Com toda a nossa tecnologia moderna, ciência e conhecimento, os seres humanos ainda entendem muito pouco sobre o cérebro humano. Compreendemos em termos gerais identidade, personalidade e memória, mas as nuances dessas definições fundamentais da humanidade permanecem um mistério.

Controlar nossas emoções, nossos comportamentos e nossas mentes são indústrias bilionárias, que permanecem ineficazes por fornecer respostas fáceis para qualquer pessoa que sofra de doenças mentais. A verdade é que não há respostas, apenas aproximações e teorias.
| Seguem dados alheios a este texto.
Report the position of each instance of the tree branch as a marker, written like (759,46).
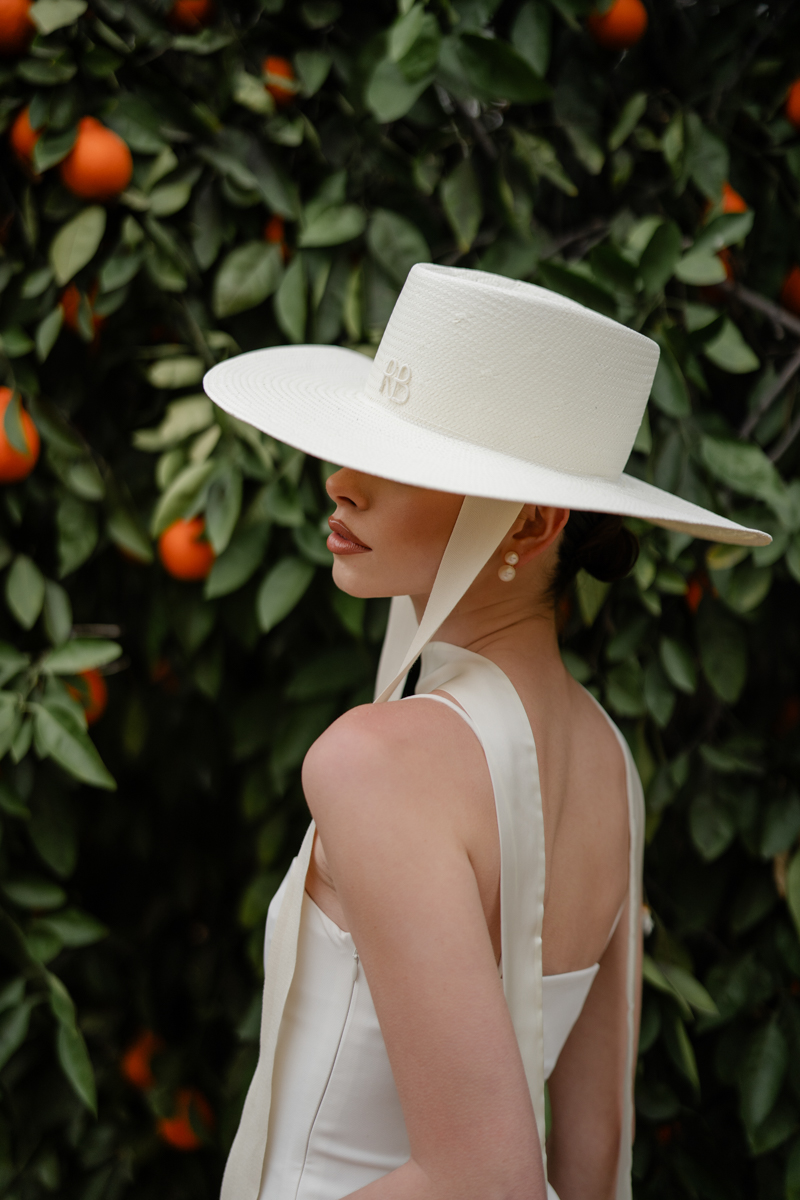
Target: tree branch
(788,372)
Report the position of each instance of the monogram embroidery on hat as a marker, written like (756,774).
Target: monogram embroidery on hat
(396,382)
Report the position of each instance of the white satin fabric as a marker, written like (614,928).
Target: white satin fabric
(335,1120)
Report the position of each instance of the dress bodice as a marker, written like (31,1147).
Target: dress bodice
(335,1122)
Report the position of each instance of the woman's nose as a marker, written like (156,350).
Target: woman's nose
(346,486)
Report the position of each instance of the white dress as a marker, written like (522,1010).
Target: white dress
(335,1120)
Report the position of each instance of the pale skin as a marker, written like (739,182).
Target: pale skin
(407,858)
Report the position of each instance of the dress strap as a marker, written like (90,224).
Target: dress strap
(483,695)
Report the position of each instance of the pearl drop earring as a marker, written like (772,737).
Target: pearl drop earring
(507,573)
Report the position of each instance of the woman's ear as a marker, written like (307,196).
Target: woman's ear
(537,528)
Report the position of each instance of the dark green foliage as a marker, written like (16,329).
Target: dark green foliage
(413,136)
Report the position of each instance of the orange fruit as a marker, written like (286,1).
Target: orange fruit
(13,465)
(793,105)
(791,291)
(185,551)
(274,233)
(137,1060)
(693,594)
(178,1131)
(70,305)
(191,15)
(277,69)
(17,29)
(98,166)
(91,693)
(620,27)
(732,202)
(23,137)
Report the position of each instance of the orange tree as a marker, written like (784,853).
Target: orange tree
(181,184)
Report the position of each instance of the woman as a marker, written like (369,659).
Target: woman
(463,919)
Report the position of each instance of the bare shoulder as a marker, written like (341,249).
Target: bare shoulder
(409,748)
(599,742)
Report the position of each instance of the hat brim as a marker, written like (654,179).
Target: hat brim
(312,397)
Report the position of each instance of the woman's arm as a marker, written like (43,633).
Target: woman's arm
(398,793)
(588,1084)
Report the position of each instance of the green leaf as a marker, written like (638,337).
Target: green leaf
(71,1047)
(74,928)
(12,661)
(222,507)
(762,1073)
(312,69)
(34,892)
(282,588)
(729,351)
(679,1048)
(692,991)
(624,689)
(660,257)
(58,612)
(699,268)
(180,496)
(461,199)
(723,231)
(540,159)
(497,72)
(723,652)
(52,15)
(47,333)
(178,372)
(239,562)
(80,654)
(24,591)
(711,826)
(290,301)
(70,747)
(741,466)
(77,527)
(396,244)
(531,33)
(627,120)
(182,418)
(669,390)
(390,95)
(678,665)
(334,226)
(246,277)
(77,241)
(576,286)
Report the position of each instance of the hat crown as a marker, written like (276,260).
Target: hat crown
(516,369)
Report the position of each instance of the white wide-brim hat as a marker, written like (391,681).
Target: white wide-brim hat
(483,387)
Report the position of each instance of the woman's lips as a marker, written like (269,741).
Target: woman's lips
(342,541)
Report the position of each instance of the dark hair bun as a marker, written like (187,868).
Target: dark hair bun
(596,543)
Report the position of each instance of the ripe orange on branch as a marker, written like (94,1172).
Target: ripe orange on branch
(91,693)
(793,105)
(16,465)
(17,29)
(137,1060)
(621,27)
(191,15)
(98,167)
(185,551)
(791,291)
(277,70)
(23,137)
(191,1110)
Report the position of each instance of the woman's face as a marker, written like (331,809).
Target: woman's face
(388,539)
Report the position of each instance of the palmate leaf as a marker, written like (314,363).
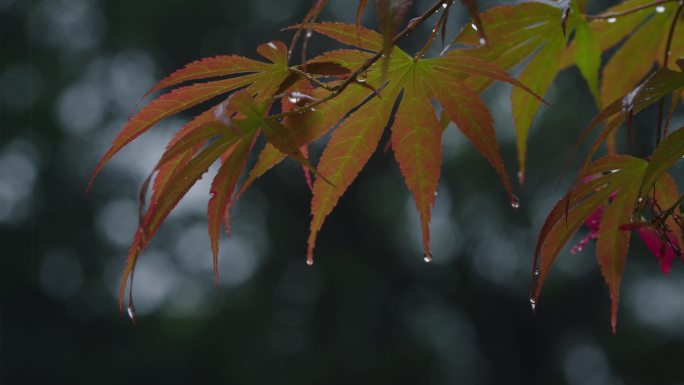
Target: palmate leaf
(513,34)
(516,32)
(660,84)
(416,132)
(668,152)
(259,75)
(613,184)
(624,71)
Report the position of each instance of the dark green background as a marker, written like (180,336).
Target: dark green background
(369,311)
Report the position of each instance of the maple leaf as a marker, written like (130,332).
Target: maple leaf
(606,203)
(514,33)
(416,131)
(261,77)
(659,84)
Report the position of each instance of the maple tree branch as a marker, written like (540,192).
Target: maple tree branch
(311,78)
(435,30)
(666,58)
(627,11)
(412,25)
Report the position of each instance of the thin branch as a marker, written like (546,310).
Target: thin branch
(666,58)
(415,23)
(309,77)
(435,30)
(627,11)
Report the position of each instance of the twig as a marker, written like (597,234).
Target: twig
(435,30)
(415,23)
(309,77)
(666,58)
(627,11)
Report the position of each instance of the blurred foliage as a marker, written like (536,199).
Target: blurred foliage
(370,311)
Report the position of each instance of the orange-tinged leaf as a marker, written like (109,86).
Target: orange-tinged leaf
(350,59)
(660,84)
(350,147)
(359,13)
(465,107)
(473,10)
(633,60)
(580,203)
(275,51)
(538,76)
(610,33)
(268,158)
(416,141)
(168,104)
(666,196)
(172,159)
(179,184)
(222,189)
(561,231)
(211,67)
(588,57)
(348,34)
(612,243)
(668,152)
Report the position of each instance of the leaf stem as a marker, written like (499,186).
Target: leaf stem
(666,58)
(413,24)
(435,30)
(309,77)
(627,11)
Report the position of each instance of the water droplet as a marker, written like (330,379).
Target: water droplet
(131,312)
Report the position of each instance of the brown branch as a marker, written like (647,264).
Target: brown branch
(627,11)
(666,58)
(435,30)
(415,23)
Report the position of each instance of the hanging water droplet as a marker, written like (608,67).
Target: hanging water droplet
(131,312)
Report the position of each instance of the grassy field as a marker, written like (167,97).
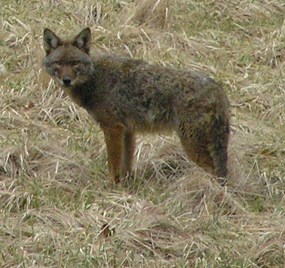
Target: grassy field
(58,208)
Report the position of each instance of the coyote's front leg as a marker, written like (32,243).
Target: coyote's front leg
(114,138)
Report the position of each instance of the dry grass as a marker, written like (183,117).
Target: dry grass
(57,206)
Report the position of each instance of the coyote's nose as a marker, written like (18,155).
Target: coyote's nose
(66,81)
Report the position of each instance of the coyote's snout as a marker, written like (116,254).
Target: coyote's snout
(126,96)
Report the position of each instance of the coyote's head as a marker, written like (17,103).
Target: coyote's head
(68,62)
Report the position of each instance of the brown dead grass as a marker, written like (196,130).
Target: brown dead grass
(58,208)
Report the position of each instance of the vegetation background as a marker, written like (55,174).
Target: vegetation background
(58,208)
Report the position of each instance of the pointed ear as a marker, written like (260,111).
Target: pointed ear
(83,40)
(51,41)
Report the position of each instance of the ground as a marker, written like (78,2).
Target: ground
(58,208)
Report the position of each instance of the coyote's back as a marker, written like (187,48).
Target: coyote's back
(126,96)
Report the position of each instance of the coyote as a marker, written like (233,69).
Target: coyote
(126,96)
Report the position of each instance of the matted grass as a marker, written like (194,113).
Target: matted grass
(58,208)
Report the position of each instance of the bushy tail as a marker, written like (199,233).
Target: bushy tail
(219,137)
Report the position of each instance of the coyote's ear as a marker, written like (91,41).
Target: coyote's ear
(51,41)
(83,40)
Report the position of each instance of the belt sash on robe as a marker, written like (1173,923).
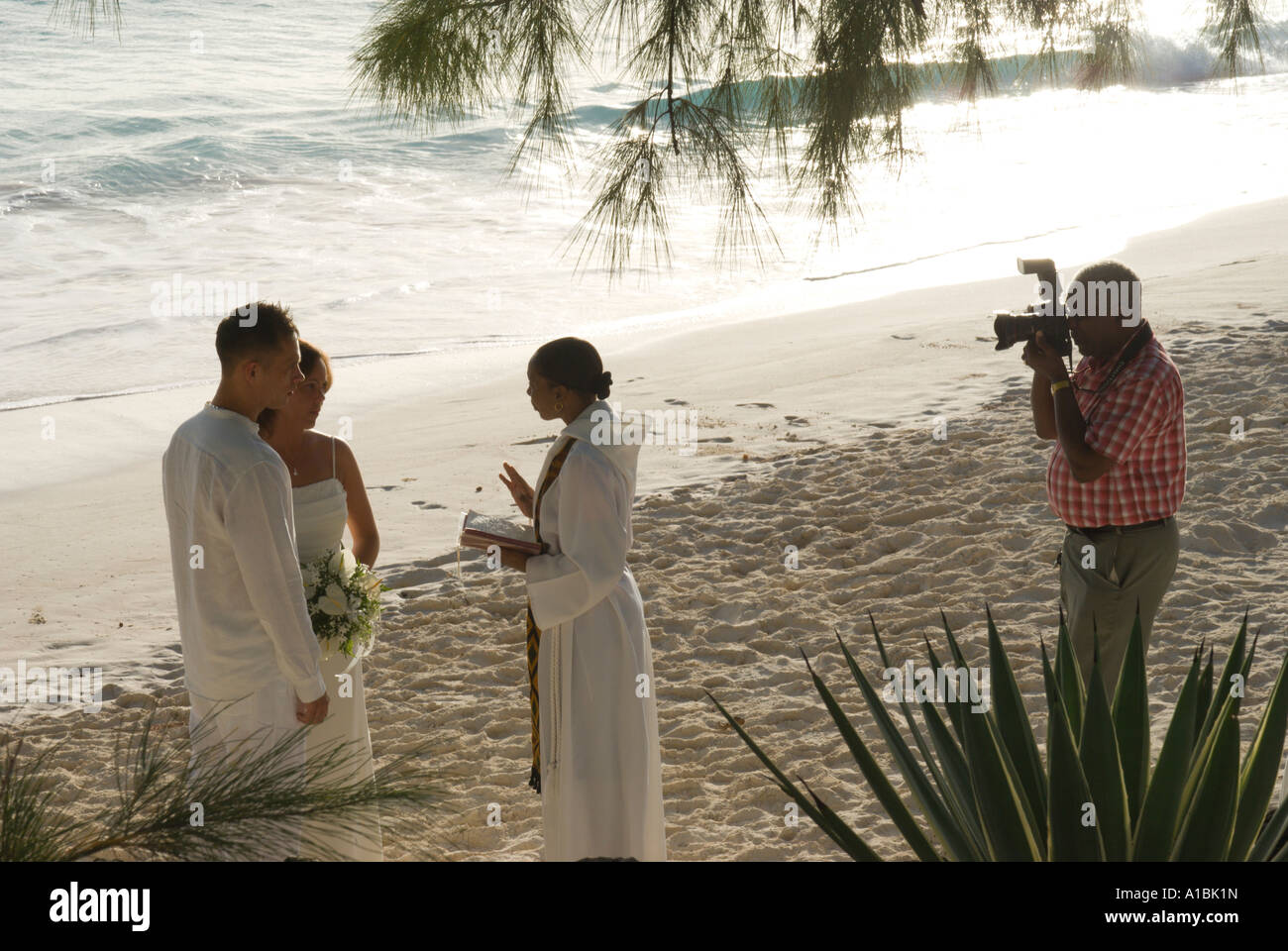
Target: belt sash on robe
(533,632)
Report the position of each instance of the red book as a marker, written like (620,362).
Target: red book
(483,531)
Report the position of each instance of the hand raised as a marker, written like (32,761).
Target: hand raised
(519,489)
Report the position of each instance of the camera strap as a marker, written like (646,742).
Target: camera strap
(1134,346)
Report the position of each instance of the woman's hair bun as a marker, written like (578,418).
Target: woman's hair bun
(605,385)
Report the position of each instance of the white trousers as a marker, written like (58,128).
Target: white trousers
(257,722)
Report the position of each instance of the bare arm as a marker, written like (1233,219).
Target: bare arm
(362,522)
(1043,407)
(1085,463)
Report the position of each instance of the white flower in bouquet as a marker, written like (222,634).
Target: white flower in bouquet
(344,602)
(335,602)
(343,564)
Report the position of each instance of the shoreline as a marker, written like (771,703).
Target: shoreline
(90,552)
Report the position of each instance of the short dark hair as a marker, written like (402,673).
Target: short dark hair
(1115,272)
(269,328)
(575,364)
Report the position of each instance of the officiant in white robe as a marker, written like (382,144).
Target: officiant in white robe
(600,758)
(592,699)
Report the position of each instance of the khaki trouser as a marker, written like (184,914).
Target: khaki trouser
(244,728)
(1104,575)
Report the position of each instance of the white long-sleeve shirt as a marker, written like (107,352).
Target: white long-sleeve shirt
(243,617)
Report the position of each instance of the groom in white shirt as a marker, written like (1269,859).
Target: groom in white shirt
(250,658)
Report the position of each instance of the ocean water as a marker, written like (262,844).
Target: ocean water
(219,144)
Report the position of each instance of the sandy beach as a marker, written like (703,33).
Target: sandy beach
(815,431)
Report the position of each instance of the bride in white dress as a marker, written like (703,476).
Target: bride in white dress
(329,495)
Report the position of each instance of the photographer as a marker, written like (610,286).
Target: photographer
(1117,474)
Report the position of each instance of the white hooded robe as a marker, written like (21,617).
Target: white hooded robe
(600,758)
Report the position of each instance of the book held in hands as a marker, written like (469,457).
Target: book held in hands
(483,531)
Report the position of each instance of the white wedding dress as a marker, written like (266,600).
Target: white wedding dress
(321,512)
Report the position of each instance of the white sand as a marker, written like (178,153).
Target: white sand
(841,464)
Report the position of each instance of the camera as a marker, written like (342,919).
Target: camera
(1046,315)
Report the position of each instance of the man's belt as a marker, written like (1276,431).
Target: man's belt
(1120,528)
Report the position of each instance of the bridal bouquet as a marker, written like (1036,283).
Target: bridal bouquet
(344,602)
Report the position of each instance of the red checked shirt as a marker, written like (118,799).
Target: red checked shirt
(1138,423)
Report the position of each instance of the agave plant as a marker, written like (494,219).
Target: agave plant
(222,804)
(982,788)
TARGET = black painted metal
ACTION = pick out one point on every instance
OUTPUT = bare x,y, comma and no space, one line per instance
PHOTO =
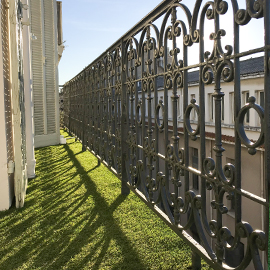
114,107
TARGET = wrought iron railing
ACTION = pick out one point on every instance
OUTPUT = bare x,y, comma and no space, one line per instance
125,108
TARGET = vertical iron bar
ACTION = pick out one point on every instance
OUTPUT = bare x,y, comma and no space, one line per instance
84,112
124,123
267,116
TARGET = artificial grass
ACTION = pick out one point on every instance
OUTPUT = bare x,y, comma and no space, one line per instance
76,218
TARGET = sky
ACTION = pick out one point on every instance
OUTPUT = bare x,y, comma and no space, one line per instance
91,26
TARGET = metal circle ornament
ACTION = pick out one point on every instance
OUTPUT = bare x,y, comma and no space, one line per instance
192,132
138,116
160,106
240,125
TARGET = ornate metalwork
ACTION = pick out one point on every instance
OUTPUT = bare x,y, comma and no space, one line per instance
119,110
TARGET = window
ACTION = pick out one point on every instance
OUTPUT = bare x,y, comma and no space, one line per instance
261,98
260,101
234,257
245,99
232,107
212,108
195,165
231,202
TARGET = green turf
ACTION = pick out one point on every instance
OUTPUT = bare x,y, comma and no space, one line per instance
75,218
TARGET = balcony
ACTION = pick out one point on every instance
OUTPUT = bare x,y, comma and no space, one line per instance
76,218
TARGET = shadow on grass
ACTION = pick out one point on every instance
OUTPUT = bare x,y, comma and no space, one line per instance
65,221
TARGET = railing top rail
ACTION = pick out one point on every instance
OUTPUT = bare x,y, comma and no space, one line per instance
151,16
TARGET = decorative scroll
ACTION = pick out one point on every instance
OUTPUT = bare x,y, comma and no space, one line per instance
125,108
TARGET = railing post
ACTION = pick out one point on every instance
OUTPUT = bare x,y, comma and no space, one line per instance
124,125
84,109
267,117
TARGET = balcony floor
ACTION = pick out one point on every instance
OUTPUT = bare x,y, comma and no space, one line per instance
75,218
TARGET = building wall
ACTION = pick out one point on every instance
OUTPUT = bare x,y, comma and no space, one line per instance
45,74
6,134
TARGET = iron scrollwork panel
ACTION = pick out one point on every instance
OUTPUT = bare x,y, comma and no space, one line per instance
146,80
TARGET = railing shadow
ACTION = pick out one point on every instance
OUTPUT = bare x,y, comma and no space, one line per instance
45,237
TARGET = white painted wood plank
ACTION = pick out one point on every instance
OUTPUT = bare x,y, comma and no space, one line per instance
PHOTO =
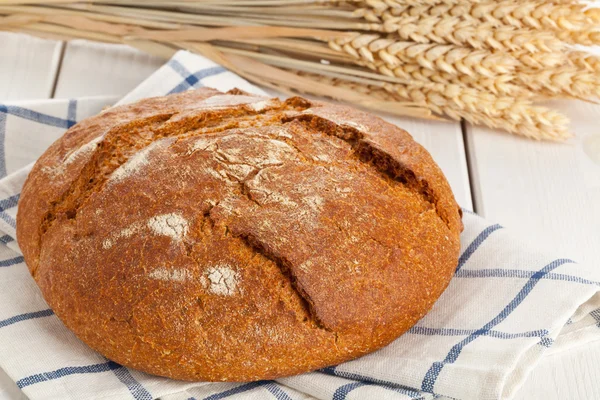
549,193
28,66
96,69
444,141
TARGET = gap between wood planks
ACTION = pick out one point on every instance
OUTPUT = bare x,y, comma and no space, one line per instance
63,47
471,170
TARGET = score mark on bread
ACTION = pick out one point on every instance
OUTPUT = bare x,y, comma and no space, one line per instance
212,236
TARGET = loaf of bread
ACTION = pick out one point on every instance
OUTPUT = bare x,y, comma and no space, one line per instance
228,237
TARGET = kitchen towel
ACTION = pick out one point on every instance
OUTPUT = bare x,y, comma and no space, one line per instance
507,306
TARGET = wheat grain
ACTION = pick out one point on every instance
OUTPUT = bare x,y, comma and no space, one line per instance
474,33
585,61
515,115
520,14
562,81
385,55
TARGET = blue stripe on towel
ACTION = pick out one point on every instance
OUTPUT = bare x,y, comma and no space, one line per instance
434,371
25,317
122,373
236,390
464,257
519,273
62,372
191,79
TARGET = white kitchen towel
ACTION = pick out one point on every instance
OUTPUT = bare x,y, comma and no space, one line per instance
507,306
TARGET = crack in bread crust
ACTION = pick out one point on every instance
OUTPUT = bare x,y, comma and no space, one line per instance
277,195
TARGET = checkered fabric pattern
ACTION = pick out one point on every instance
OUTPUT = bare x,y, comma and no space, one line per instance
507,306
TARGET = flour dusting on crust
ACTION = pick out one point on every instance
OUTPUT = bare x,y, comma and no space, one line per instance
84,151
170,274
172,225
134,165
222,280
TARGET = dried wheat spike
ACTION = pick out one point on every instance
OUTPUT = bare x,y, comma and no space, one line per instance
515,115
587,37
382,5
520,14
563,81
499,85
471,32
377,92
386,55
585,61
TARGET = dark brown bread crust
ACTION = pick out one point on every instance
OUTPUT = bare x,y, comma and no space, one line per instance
210,236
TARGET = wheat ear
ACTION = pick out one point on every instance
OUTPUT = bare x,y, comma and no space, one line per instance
538,15
516,115
471,32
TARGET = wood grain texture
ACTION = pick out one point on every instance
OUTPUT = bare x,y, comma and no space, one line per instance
28,66
549,192
444,141
95,69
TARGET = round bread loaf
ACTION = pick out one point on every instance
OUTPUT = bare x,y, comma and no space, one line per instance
229,237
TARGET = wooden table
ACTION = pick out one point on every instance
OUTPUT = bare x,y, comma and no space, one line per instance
548,193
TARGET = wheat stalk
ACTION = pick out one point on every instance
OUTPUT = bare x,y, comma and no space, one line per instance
483,61
386,54
515,115
533,14
470,32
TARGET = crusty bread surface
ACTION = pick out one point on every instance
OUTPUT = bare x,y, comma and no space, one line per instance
230,237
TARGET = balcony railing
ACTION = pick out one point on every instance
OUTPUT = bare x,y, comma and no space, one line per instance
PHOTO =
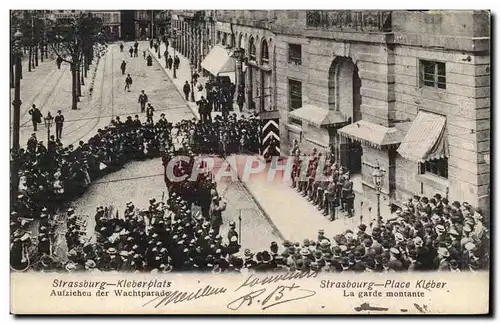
347,20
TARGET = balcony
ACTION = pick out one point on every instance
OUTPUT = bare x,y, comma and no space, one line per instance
350,21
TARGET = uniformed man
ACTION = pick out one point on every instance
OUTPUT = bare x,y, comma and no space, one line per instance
143,99
216,208
123,66
186,89
232,231
149,113
128,82
36,116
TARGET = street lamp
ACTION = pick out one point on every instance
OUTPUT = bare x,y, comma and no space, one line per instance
17,108
378,177
48,123
174,40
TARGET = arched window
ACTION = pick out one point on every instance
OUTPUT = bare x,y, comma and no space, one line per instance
264,52
253,50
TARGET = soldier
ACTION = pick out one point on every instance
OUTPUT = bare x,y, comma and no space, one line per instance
123,66
128,82
59,61
170,62
216,209
330,196
143,99
177,62
36,116
59,120
136,48
186,89
149,113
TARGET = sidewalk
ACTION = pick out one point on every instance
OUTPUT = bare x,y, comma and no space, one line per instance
183,74
294,216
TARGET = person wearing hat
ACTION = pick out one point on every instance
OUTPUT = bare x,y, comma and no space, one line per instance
395,263
443,255
232,231
216,208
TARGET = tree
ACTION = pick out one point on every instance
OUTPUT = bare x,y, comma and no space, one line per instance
75,38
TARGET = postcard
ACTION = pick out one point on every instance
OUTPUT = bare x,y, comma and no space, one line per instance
250,162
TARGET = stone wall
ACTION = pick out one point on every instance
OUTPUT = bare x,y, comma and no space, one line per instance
465,102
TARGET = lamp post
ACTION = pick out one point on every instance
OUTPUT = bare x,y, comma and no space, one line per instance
17,107
237,54
48,123
378,176
174,39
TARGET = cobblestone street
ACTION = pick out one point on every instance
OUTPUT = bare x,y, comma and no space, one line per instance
140,181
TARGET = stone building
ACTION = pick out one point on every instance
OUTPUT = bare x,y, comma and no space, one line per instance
406,90
249,31
194,30
111,21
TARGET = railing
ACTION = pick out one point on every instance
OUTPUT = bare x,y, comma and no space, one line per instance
347,20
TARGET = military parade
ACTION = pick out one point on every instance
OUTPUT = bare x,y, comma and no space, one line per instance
190,228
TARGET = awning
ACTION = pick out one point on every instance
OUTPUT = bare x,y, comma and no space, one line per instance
372,134
426,138
318,116
218,60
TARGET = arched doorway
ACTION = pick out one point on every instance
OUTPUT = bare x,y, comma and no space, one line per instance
116,32
107,31
344,96
251,71
265,78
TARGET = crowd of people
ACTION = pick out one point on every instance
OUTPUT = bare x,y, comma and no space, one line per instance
55,173
425,234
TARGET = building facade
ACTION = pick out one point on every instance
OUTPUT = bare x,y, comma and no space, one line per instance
406,90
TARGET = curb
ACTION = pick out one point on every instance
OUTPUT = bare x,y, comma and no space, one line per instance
173,83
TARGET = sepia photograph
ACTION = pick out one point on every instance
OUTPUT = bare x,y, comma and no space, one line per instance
338,150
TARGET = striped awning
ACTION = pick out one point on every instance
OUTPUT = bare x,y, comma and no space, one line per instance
218,61
372,134
317,116
426,139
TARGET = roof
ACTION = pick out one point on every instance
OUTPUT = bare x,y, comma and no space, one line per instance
218,61
318,116
372,134
426,138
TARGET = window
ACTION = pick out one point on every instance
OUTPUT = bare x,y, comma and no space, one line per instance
253,50
295,98
295,54
264,53
436,167
432,74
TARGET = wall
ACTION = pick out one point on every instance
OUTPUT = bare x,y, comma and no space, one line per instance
465,101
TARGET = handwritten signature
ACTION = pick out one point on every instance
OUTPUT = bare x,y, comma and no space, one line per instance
280,295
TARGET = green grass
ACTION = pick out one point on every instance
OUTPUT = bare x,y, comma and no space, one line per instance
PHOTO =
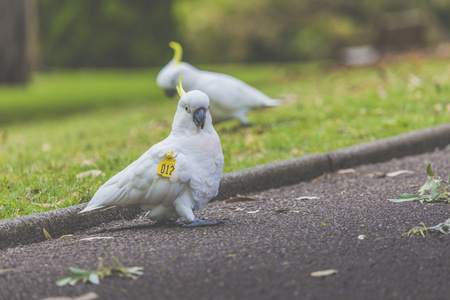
65,123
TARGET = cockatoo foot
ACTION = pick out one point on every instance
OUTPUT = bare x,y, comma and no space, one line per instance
169,222
199,223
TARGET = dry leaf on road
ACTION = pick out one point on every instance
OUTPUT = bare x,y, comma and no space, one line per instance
324,273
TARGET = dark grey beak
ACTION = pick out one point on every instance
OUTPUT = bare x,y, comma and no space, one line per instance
170,92
199,117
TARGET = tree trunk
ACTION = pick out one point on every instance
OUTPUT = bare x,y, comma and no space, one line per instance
17,42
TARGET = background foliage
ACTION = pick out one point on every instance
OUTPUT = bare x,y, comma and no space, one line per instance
104,33
120,33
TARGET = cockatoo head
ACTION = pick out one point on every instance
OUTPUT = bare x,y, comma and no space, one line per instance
192,112
168,76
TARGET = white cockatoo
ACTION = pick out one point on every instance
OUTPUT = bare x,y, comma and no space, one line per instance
230,97
176,176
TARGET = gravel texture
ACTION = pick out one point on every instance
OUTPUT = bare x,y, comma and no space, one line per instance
267,248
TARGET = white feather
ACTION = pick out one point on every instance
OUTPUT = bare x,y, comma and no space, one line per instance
230,97
198,169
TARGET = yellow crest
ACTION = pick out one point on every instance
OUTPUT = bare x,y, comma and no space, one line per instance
180,89
178,52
A mente humana é um complexo labirinto, um lugar perigoso, um labirinto único que é impossível navegar.

A obscuridade evidente deste mundo é chocante comparada à sátira futurista, onde corporações e marcas monetizaram até mesmo as mais íntimas interações humanas.

Embora eles não tivessem nenhuma conexão real no mundo real, Owen e Annie se ligaram durante o experimento, aparecendo nos sonhos de cada um deles. Essas sequências, que envolvem desde um episódio parcial até um episódio completo, encontram o par como pessoas e personagens diferentes, a maioria ignorando que não são quem são no mundo real, exibindo vinhetas que parecem não ter relação com a história maior.

Pode haver um charme para isso, e há algo que, no final das contas, o impulsiona para o próximo episódio, para ver onde os testes os levam, mas tudo é excepcionalmente desarticulado. Novamente, como um sonho, algumas cenas são deixadas no meio do pensamento, enquanto outras fazem longos desvios.

Em um ponto, Owen é convidado a pensar se a sua vida está sendo controlada ou não em uma simulação de mau funcionamento gerida por um computador suicida, e sabemos que, neste caso, isso é realmente verdade. Quando esse computador, GRTA, pede a Annie para ficar para sempre neste mundo dos sonhos, ela inicialmente concorda. Mas isso é loucura, certo? De fato, não é exatamente o que ela se inscreveu.

Onde alguns podem encontrar sua felicidade aqui, outros encontram um pesadelo. O mesmo acontece com o Maniac.

Toda vez que Owen e Annie estão sob a influência, as pessoas e problemas que eles encontram na vida real elevam suas cabeças em contextos cada vez mais distorcidos e fantasiosos. Cada episódio se desenrola em um ritmo conciso de 45 minutos ou menos, que mantém o Maniac acelerando com a velocidade de um impulso elétrico subindo rapidamente de neurônio para neurônio.

Embora o processo seja muitas vezes confuso e, às vezes, doloroso, vale a pena assistir Maniac para o resultado final. Não venha para o Maniac para obter respostas rápidas e fáceis ou uma experiência de visualização simplificada, porque é tão falho e belo quanto nossas próprias mentes.